Hi there! My name is Zoë Rierson. I’m originally from southern Colorado but have just graduated with an undergraduate degree in Ancient History and Archaeology from the University of St. Andrews in Scotland. Achill Field School really caught my eye because I spent most of my degree studying the Greco-Roman Mediterranean and this field school was an opportunity to look at something different, particularly, in this case, the chance to excavate something potentially much older. What also attracted me to the field school was the fact that it contrasted (both in terms of digging conditions and age of the site) with the first field school I had attended a few years ago near my home town, giving me a more diverse experience in the field. Finally, I had read and heard so many great things about the field school and I’m glad to say it hasn’t disappointed!
This past week, week two, was one that I really enjoyed and it’s also one that highlights some of the aspects that, I feel, makes Achill Field School such a unique and fun experience. As well as teaching the important procedures and techniques utilized in the physical excavation of a site, the field school works hard to incorporate lessons and lectures, not just on current research, but also on the wide range of tools and different approaches taken to archaeology to capture the interdisciplinary nature of the subject. This is one of the aspects of the school I really appreciate and look forward to every week, as each week we usually have a guest evening lecture. Week 2 was special in that, not only did we have two evening lectures, but we also had a guest lecturer, Dr. Patricia Murrieta-Flores, who ran a two day practical course in Geographic Information Systems (GIS). The field school has a great computer lab which allowed us to do the course and practice our cartography and other GIS skills. I really enjoyed the practical as well as Dr. Murrieta-Flores’ lecture on landscape archaeology and the application of GIS in archaeological settings. What was so fun was that this was an area of archaeological research I had always heard about and seen, but until now, I hadn’t had the chance to try it myself. GIS has really peaked my interest and I have the field school to thank for that, because, without them, I may never have had the chance to give it a go!

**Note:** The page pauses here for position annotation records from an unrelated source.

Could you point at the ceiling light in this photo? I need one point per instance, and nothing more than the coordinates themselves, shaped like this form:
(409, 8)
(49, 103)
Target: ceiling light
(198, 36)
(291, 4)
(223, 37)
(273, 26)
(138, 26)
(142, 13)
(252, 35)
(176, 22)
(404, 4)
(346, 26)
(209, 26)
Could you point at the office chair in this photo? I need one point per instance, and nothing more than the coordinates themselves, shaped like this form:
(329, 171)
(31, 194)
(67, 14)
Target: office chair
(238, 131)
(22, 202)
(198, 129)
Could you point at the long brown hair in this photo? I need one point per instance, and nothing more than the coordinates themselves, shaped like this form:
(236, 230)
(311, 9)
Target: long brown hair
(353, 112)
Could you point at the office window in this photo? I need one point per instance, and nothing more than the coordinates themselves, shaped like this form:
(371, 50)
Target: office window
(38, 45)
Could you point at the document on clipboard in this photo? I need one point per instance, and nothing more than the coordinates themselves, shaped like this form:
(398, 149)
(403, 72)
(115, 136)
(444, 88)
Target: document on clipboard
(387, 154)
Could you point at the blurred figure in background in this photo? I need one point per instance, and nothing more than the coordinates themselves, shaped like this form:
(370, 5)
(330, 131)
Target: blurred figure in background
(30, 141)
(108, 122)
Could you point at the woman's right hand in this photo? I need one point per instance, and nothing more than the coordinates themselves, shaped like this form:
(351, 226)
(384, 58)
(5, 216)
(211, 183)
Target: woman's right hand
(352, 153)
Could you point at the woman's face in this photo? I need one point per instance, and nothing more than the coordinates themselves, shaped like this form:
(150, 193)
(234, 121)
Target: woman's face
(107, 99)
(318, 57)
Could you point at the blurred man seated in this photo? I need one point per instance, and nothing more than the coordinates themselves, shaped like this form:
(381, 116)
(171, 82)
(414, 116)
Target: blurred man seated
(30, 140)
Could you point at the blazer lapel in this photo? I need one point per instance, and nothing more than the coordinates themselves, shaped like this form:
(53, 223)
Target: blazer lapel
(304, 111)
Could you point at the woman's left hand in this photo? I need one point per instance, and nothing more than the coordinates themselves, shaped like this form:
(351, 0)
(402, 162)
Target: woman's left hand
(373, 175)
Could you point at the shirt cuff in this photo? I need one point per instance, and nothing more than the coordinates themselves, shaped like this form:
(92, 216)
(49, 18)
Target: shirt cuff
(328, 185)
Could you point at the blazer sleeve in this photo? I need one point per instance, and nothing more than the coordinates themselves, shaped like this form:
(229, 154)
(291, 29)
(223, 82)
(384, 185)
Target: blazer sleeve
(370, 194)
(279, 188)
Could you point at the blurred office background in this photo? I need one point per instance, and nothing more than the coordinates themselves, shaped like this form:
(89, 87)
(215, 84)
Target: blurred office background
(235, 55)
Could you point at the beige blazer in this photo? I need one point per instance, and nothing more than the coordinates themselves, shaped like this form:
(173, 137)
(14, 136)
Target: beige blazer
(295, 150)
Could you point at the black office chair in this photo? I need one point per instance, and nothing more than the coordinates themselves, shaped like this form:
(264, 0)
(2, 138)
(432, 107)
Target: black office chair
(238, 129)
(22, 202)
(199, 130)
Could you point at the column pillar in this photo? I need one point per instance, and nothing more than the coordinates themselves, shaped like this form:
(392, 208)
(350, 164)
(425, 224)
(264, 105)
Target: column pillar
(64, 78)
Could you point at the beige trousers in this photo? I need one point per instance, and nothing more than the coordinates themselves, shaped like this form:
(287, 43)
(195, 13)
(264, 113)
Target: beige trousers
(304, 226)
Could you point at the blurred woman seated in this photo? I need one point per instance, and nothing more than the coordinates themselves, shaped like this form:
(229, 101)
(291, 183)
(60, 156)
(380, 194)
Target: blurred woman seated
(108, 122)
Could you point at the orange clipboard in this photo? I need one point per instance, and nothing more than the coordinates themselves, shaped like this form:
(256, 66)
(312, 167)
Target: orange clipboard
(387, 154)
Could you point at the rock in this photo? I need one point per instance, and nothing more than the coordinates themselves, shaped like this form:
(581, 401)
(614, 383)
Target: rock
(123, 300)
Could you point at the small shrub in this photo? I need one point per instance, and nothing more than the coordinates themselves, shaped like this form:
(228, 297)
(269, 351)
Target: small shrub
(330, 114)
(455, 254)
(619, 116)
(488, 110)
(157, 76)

The last bit of the week we left the lab and began work again at the site. I was working in quadrant 2 and it was nice to see something that resembled a trench after working so hard the previous week at removing the peat and heather. There were four of us working in this section, cleaning and getting down to some of the more natural layers under the mound soil. There were little to no finds, rather disappointingly, other than a small piece of flint and another piece of intriguing rock. However, I feel it was made up for because the two upright stones at the top of the trench really started to stand out, and with the new third horizontal stone running between them, it looks even more convincing as an entranceway. All the while adding to the mystery of what this site actually is.
So far Achill Field School has been an amazing learning experience for me. It’s been great meeting all the wonderful people and seeing the setting that really make this school what it is. I can’t say thanks enough. I’m so grateful I was able to take part in such an awesome experience and can’t wait to recommend it to others.